Smart-1 Crash nach Plan


Im "Lake of Excellence" hat die dreijährige Reise der Mondsonde "Smart-1" ein unsanftes, aber planmäßiges Ende gefunden: Die europäische Weltraumagentur Esa ließ die Sonde am Morgen auf den Mond aufprallen.

Spektakuläres Ende des erfolgreichen Erstfluges einer europäischen Sonde zum Mond: Nach ihrer knapp dreijährigen Forschungsreise schlug "Smart-1" am Sonntag um 7.42 Uhr MESZ mit einem "Feuerwerk" auf dem Erdtrabanten auf. Großteleskope verfolgten den Crash der 366 Kilogramm schweren Kleinsonde in der "Lake of Excellence" genannten Südregion des Mondes. Der Aufprall von "Smart-1" hinterließ einen bis zu zehn Meter breiten Krater. Erste Bilder des Canada-France-Teleskops in Hawaii zeigten einen überraschend intensiven "Flash" an der Absturzstelle, ein helles Aufleuchten des aufgewirbelten Staubes.

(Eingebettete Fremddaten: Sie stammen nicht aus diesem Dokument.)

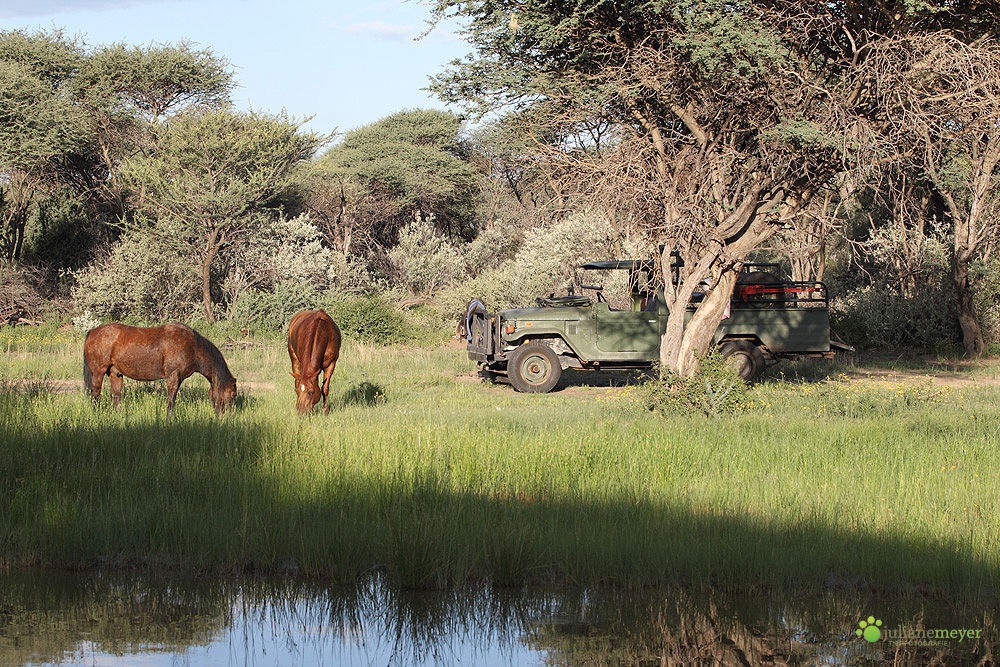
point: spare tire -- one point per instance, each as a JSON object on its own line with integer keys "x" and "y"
{"x": 744, "y": 357}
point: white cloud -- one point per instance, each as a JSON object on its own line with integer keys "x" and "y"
{"x": 21, "y": 9}
{"x": 385, "y": 30}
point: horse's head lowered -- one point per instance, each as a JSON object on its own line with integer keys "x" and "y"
{"x": 308, "y": 391}
{"x": 222, "y": 395}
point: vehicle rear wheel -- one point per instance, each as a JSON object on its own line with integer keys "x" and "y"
{"x": 744, "y": 357}
{"x": 533, "y": 368}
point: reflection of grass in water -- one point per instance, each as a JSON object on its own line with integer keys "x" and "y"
{"x": 450, "y": 481}
{"x": 363, "y": 394}
{"x": 51, "y": 614}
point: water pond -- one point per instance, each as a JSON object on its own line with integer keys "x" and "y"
{"x": 103, "y": 619}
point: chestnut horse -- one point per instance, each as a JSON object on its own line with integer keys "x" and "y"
{"x": 171, "y": 351}
{"x": 313, "y": 346}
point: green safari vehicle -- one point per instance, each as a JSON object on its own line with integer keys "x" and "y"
{"x": 530, "y": 347}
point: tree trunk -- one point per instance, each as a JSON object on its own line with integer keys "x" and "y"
{"x": 972, "y": 333}
{"x": 701, "y": 328}
{"x": 207, "y": 257}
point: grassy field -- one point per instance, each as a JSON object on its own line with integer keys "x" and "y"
{"x": 423, "y": 473}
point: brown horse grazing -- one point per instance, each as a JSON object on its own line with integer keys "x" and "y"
{"x": 314, "y": 346}
{"x": 171, "y": 351}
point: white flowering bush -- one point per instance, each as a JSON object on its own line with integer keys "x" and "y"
{"x": 424, "y": 259}
{"x": 144, "y": 275}
{"x": 545, "y": 263}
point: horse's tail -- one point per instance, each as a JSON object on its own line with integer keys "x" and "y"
{"x": 88, "y": 378}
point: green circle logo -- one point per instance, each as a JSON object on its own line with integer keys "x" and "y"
{"x": 869, "y": 629}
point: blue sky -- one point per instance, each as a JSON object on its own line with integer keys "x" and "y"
{"x": 346, "y": 63}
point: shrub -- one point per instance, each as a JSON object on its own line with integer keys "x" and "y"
{"x": 544, "y": 263}
{"x": 715, "y": 389}
{"x": 144, "y": 275}
{"x": 270, "y": 310}
{"x": 20, "y": 297}
{"x": 424, "y": 259}
{"x": 875, "y": 317}
{"x": 370, "y": 319}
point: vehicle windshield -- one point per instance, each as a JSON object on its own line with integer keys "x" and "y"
{"x": 614, "y": 282}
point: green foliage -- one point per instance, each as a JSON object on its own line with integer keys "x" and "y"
{"x": 156, "y": 79}
{"x": 276, "y": 251}
{"x": 725, "y": 43}
{"x": 544, "y": 263}
{"x": 370, "y": 319}
{"x": 212, "y": 176}
{"x": 714, "y": 390}
{"x": 876, "y": 317}
{"x": 410, "y": 161}
{"x": 985, "y": 275}
{"x": 268, "y": 310}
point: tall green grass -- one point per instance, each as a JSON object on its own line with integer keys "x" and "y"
{"x": 436, "y": 480}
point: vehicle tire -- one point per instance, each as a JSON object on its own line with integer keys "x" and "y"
{"x": 745, "y": 357}
{"x": 533, "y": 368}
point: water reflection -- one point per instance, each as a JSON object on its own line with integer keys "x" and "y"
{"x": 119, "y": 619}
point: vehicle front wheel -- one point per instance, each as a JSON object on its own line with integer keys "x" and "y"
{"x": 533, "y": 368}
{"x": 744, "y": 357}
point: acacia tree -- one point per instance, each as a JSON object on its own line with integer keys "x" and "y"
{"x": 721, "y": 126}
{"x": 69, "y": 115}
{"x": 39, "y": 124}
{"x": 210, "y": 176}
{"x": 729, "y": 118}
{"x": 377, "y": 177}
{"x": 938, "y": 102}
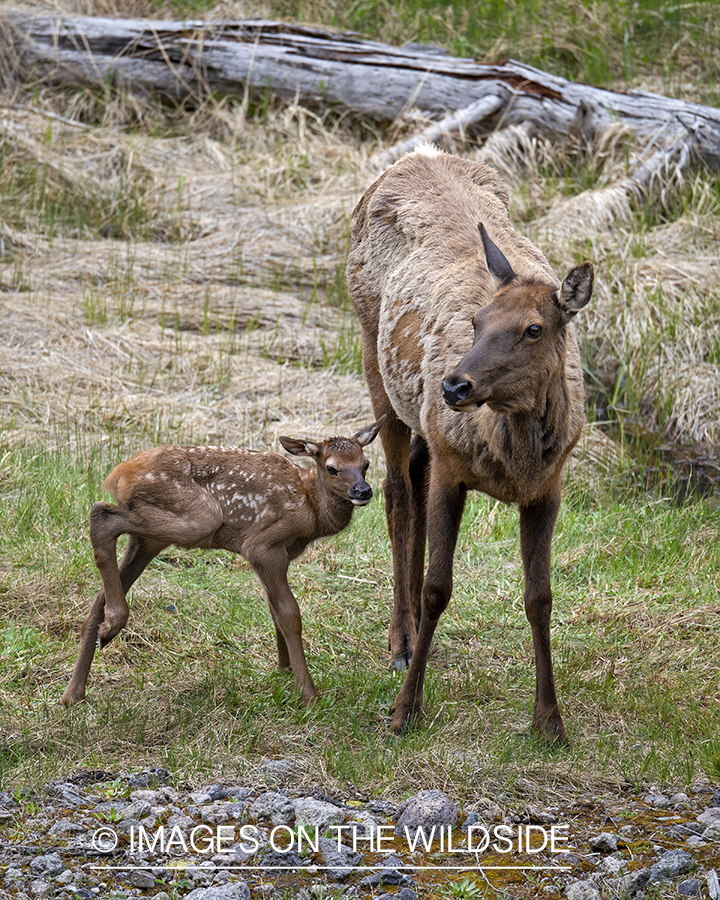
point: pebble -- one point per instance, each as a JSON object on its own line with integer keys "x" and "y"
{"x": 604, "y": 843}
{"x": 670, "y": 865}
{"x": 582, "y": 890}
{"x": 426, "y": 810}
{"x": 66, "y": 816}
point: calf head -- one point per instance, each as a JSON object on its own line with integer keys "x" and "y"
{"x": 340, "y": 462}
{"x": 519, "y": 341}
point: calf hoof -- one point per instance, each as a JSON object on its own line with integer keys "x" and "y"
{"x": 403, "y": 720}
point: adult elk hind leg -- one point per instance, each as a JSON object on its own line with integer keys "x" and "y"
{"x": 537, "y": 523}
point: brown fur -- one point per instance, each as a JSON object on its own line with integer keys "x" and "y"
{"x": 259, "y": 505}
{"x": 450, "y": 353}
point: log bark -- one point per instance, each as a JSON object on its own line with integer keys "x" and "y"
{"x": 317, "y": 67}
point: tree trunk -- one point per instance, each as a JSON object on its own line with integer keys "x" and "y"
{"x": 320, "y": 68}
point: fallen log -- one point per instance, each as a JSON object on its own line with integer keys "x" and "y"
{"x": 316, "y": 67}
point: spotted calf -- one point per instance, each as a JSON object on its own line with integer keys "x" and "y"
{"x": 259, "y": 505}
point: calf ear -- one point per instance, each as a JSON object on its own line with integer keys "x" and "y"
{"x": 495, "y": 259}
{"x": 300, "y": 448}
{"x": 576, "y": 290}
{"x": 368, "y": 434}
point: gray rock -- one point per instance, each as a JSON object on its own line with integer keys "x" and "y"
{"x": 234, "y": 890}
{"x": 582, "y": 890}
{"x": 342, "y": 858}
{"x": 670, "y": 865}
{"x": 604, "y": 842}
{"x": 66, "y": 792}
{"x": 282, "y": 860}
{"x": 384, "y": 809}
{"x": 222, "y": 811}
{"x": 387, "y": 878}
{"x": 659, "y": 801}
{"x": 49, "y": 864}
{"x": 710, "y": 815}
{"x": 138, "y": 809}
{"x": 363, "y": 824}
{"x": 634, "y": 882}
{"x": 611, "y": 866}
{"x": 317, "y": 813}
{"x": 278, "y": 770}
{"x": 142, "y": 879}
{"x": 275, "y": 807}
{"x": 713, "y": 884}
{"x": 426, "y": 810}
{"x": 149, "y": 778}
{"x": 65, "y": 826}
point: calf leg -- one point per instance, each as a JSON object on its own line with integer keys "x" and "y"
{"x": 288, "y": 625}
{"x": 445, "y": 507}
{"x": 137, "y": 556}
{"x": 537, "y": 523}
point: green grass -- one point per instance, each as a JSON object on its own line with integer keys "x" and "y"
{"x": 191, "y": 684}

"Ziemlich spektakulär und am richtigen Ort" schlug die etwa kühlschrankgroße Sonde auf, sagte ein Sprecher des europäischen Raumfahrtkontrollzentrums in Darmstadt, das "Smart-1" bis zu diesem Finale mit Totalschaden gesteuert hatte. Nach dem pünktlichen Crash gab es Applaus im Kontrollzentrum ESOC. Plötzlich kamen von der Sonde keine Messdaten mehr an. Sie war mit einer Geschwindigkeit von 7200 Kilometern in der Stunde auf den erdzugewandten Absturzort zugerast.

Heller als erwartet

"Der Flash beim Einschlag war heller als erwartet", erklärte "Smart-1"-Projektleiter Bernard Foing. "Das sagt aber nichts über die tatsächliche Breite des Kraters aus." Die aufschlagende Sonde sei zunächst vom Boden abgeprallt und habe so möglicherweise diese Art Feuerwerk inszeniert. In Darmstadt werden die von Großteleskopen einlaufenden Daten zum Aufprall nun gesammelt und ausgewertet.

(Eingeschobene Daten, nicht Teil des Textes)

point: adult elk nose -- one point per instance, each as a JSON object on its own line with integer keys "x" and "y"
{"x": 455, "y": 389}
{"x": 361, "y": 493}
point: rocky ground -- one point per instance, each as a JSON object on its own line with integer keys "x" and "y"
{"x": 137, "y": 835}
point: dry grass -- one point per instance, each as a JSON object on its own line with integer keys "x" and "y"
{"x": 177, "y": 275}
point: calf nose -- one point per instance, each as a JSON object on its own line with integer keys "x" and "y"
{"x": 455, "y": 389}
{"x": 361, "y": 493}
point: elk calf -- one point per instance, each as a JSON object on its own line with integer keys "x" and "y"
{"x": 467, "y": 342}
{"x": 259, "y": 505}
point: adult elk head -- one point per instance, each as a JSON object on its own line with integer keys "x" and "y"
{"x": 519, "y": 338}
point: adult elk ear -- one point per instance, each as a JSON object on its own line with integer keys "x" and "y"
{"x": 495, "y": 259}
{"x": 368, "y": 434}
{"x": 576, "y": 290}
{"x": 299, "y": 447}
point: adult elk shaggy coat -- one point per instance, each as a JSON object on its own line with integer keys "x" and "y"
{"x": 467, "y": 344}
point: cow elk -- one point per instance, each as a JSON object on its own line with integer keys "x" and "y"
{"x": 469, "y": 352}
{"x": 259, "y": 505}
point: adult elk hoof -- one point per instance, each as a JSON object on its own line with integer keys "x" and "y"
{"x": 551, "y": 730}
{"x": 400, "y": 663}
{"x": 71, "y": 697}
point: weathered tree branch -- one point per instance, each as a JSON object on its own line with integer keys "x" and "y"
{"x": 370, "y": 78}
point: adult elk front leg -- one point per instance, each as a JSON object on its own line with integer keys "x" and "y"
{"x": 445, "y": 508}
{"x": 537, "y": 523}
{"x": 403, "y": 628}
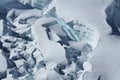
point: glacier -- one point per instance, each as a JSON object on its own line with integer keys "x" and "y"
{"x": 41, "y": 45}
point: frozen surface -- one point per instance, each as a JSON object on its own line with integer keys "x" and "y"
{"x": 50, "y": 42}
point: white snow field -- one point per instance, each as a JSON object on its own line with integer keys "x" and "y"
{"x": 105, "y": 61}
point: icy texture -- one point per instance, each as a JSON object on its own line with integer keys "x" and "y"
{"x": 42, "y": 46}
{"x": 113, "y": 12}
{"x": 40, "y": 4}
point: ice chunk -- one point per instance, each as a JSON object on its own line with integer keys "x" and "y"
{"x": 3, "y": 62}
{"x": 1, "y": 27}
{"x": 40, "y": 4}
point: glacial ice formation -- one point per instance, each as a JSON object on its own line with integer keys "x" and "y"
{"x": 43, "y": 46}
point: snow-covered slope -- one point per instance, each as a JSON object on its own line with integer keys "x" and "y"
{"x": 54, "y": 49}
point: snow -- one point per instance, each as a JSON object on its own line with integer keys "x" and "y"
{"x": 104, "y": 57}
{"x": 3, "y": 63}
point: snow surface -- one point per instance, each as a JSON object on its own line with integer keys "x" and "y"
{"x": 105, "y": 57}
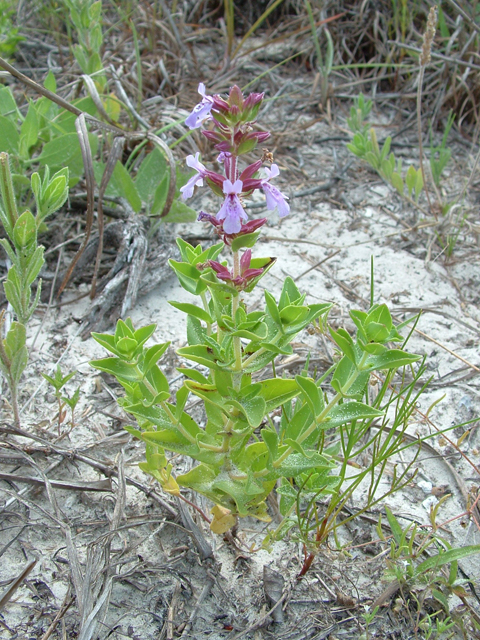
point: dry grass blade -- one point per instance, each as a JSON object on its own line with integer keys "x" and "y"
{"x": 95, "y": 586}
{"x": 126, "y": 99}
{"x": 56, "y": 98}
{"x": 16, "y": 583}
{"x": 204, "y": 549}
{"x": 67, "y": 603}
{"x": 82, "y": 132}
{"x": 165, "y": 149}
{"x": 101, "y": 485}
{"x": 92, "y": 90}
{"x": 114, "y": 155}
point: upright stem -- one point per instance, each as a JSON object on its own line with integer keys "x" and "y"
{"x": 419, "y": 130}
{"x": 7, "y": 191}
{"x": 237, "y": 347}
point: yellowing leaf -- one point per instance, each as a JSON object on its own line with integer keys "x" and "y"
{"x": 223, "y": 519}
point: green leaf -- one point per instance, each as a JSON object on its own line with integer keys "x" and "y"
{"x": 188, "y": 276}
{"x": 350, "y": 411}
{"x": 270, "y": 437}
{"x": 200, "y": 354}
{"x": 312, "y": 394}
{"x": 392, "y": 359}
{"x": 152, "y": 355}
{"x": 126, "y": 187}
{"x": 252, "y": 408}
{"x": 343, "y": 340}
{"x": 446, "y": 557}
{"x": 25, "y": 231}
{"x": 9, "y": 137}
{"x": 195, "y": 331}
{"x": 50, "y": 83}
{"x": 29, "y": 130}
{"x": 272, "y": 308}
{"x": 394, "y": 525}
{"x": 397, "y": 182}
{"x": 160, "y": 196}
{"x": 245, "y": 241}
{"x": 16, "y": 351}
{"x": 116, "y": 367}
{"x": 411, "y": 179}
{"x": 277, "y": 391}
{"x": 35, "y": 263}
{"x": 296, "y": 463}
{"x": 8, "y": 106}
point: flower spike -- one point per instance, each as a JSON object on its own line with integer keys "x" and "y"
{"x": 231, "y": 211}
{"x": 201, "y": 111}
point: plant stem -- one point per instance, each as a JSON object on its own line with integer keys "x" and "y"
{"x": 325, "y": 412}
{"x": 419, "y": 131}
{"x": 237, "y": 347}
{"x": 8, "y": 194}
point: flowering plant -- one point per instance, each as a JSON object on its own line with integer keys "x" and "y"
{"x": 242, "y": 453}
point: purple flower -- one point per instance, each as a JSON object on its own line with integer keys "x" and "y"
{"x": 201, "y": 111}
{"x": 275, "y": 198}
{"x": 232, "y": 211}
{"x": 193, "y": 162}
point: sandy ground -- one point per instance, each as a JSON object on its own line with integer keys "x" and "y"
{"x": 326, "y": 245}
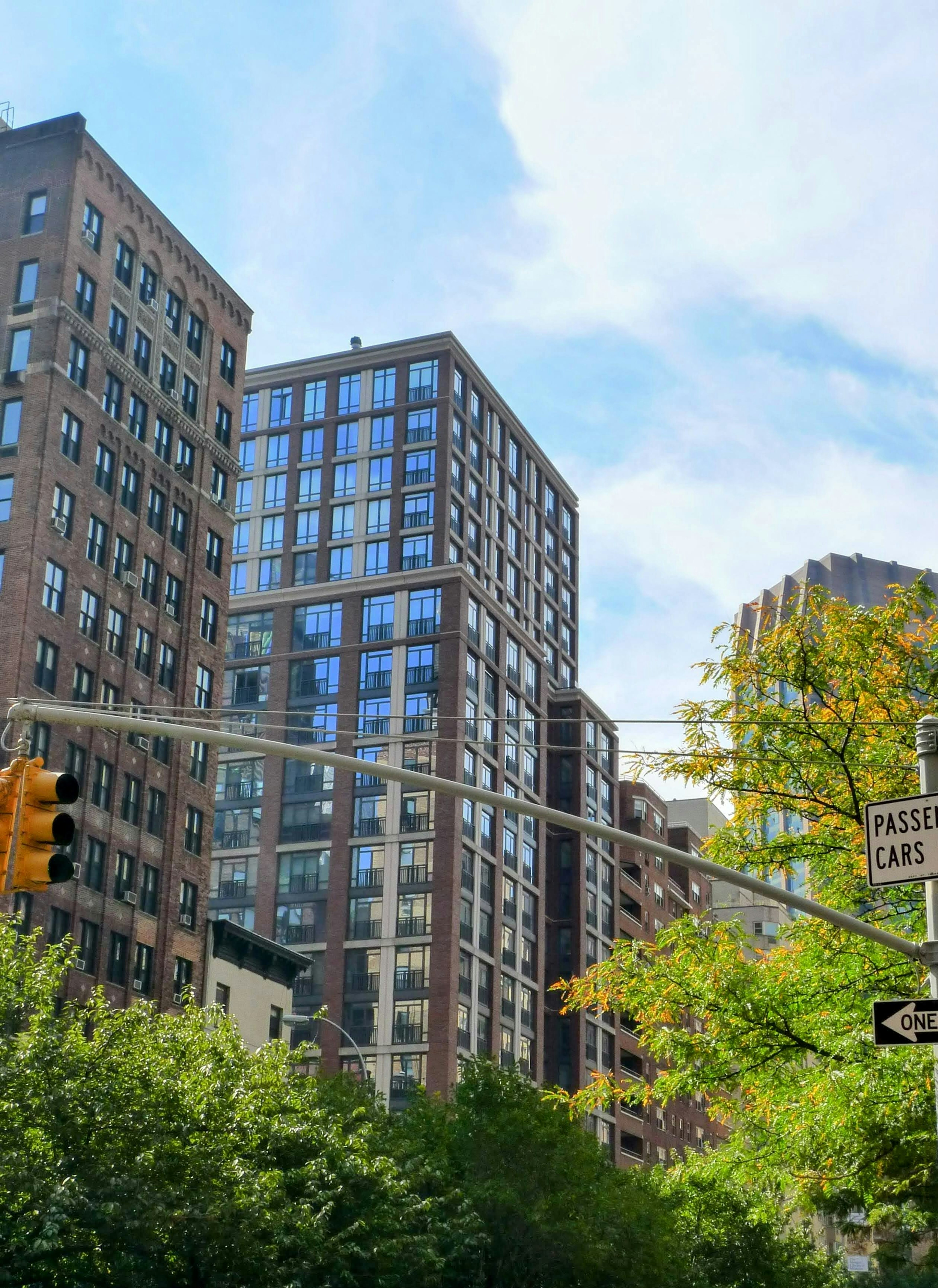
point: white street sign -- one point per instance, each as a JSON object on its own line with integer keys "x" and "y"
{"x": 903, "y": 840}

Ionentriebwerk erfolgreich getestet

Die etwas mehr als 100 Millionen Euro teure "Smart-1" hat einen sparsamen neuen Antrieb mit Xenon-Gas als Treibstoff getestet und eine Fülle von Informationen gesammelt. Den Forschern lieferte die Sonde die schärfsten Aufnahmen, die bisher aus einer Umlaufbahn vom Mond gemacht worden sind. Die Hightechsonde funkte genaue Daten über Mondminerale, wies erstmals Kalzium und Magnesium auf dem Trabanten nach und entdeckte am Nordpol des Mondes ein Gebiet, wo die Sonne immer scheint. Für diese Daten flog "Smart-1" 16 Monate lang auf elliptischer Bahn 300 bis 3000 Kilometer entfernt über den Mondpolen.

Zuvor hatte sich die Ende September 2003 gestartete Sonde in Spiralbahnen auf einem 100 Millionen Kilometer langen Flug gemächlich dem Mond genähert, um das solarelektrische Ionentriebwerk gründlich zu testen, das nur etwa 60 Liter Treibstoff verbrauchte. Es soll auch bei einem späteren Flug der Europäer zum Merkur zum Einsatz kommen.